We are performing differential expression analysis on a matched dataset of around 400 samples. This dataset consists of pairs (cases and controls) highly matched on various variables. We ran DESeq2 to find genes differentially expressed between cases and controls taking into account batch effects and the fact samples are paired (design = ~ Pair + Batch + Case/Control
; note: before running DESeq2 we filtered out genes lowly expressed).
This resulted in weird dispersion and volcano plots.
In the dispersion plot, there are many genes with high dispersion. They are involved in the “parabola” shape seen in the volcano plot. We have already performed some checks including looking at the PCA plot, running DESeq2 excluding the Pair
variable, substituting the Pair
variable with variables used in the matching, and we did not notice any unexpected behavior.
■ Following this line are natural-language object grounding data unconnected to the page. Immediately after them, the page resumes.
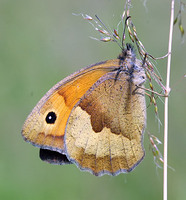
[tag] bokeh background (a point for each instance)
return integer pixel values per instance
(41, 42)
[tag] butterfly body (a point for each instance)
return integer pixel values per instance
(95, 118)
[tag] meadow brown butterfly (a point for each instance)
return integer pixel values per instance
(94, 118)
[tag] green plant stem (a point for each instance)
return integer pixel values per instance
(166, 104)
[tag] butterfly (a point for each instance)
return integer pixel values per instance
(94, 118)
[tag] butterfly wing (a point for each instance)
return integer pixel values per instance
(104, 132)
(45, 126)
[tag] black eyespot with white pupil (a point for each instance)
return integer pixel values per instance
(51, 118)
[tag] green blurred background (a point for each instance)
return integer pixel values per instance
(41, 42)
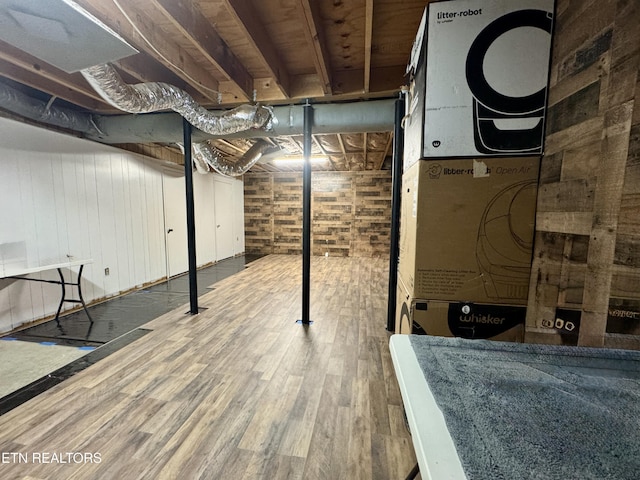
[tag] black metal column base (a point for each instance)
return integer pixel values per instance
(414, 472)
(199, 310)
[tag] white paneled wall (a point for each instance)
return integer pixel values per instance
(62, 196)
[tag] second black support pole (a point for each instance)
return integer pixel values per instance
(306, 214)
(398, 154)
(191, 219)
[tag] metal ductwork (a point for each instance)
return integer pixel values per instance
(17, 102)
(350, 117)
(157, 96)
(206, 158)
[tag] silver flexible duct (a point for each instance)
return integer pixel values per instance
(204, 155)
(156, 96)
(17, 102)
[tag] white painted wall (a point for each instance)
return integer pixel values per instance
(60, 195)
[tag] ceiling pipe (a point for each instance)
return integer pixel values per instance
(157, 96)
(330, 118)
(206, 158)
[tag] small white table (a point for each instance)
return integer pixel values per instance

Has anyone experienced something similar and knows the cause of these results? What is the relation between high dispersion values and paired analysis? What will be the recommended approach(es) for studies with many paired samples such as ours?
Thanks in advance.
Hi Michael Michael Love , thanks for your reply. We have already checked for other possible batch effects by looking at all the available variables. We are aware that there are some variables affecting gene expression (such as sex), but these were used for the matching, so by using the
Pair
variable they should have been already taken into account. In addition, if there were other batch effects that would cause this high dispersion I guess we would be able to see a similar high dispersion behavior withdesign = Batch + Case/Control
. Here's the PCA with samples labeled as Case = 1 or Control = 0.We also looked at plotCounts for a gene with high dispersion (left) and a gene with normal dispersion (right). I find it hard to see any difference between them.
We currently believe that the problem might be related to the number of pairs, but we don't have a full understanding of why/how this happens. We tried to reproduce our problem with simulated data. We created a dataset with 296 samples and ran DESeq. Here dispersion and volcano plots look normal.
If we add 2 more samples to the dataset, dispersion and volcano plots become weird and similar to what we obtained.
Sorry I missed that you have a paired design. You would have to look at the delta within pair to understand why the dispersion is high or low.
Are the pairs mostly within the same batch?
Michael Love I plotted the delta counts for 16 genes with high dispersion and 16 with "normal" dispersion and still find it hard to see differences between them (numbers in the plots indicate the
Pair
id). I'm also not too sure what should be the difference. From what I understood, I should see more variance in genes with high dispersion compared to genes with normal dispersion, which is not the case in these plots. Did I understand it correctly?Regarding your question on the pairs: yes, most pairs are within the same batch.
It's tricky to plot the delta like this because variance naturally depends on average count. I usually plot pairs with
ggplot(aes(condition, count, group=pair))
Michael Love do you mean to color
Pair
with different colors? In our case, we have almost 200 pairs so it's hard to visualize them by colors.We believe that the "problem" is due to the number of pairs (see the previous example with code) instead of being related to our dataset as the same behavior can be reproduced with a simulated dataset. Can it be the case?
I don't think there's any limit to the number of pairs, but for hundreds of coefficients to estimate, I personally would use limma-voom.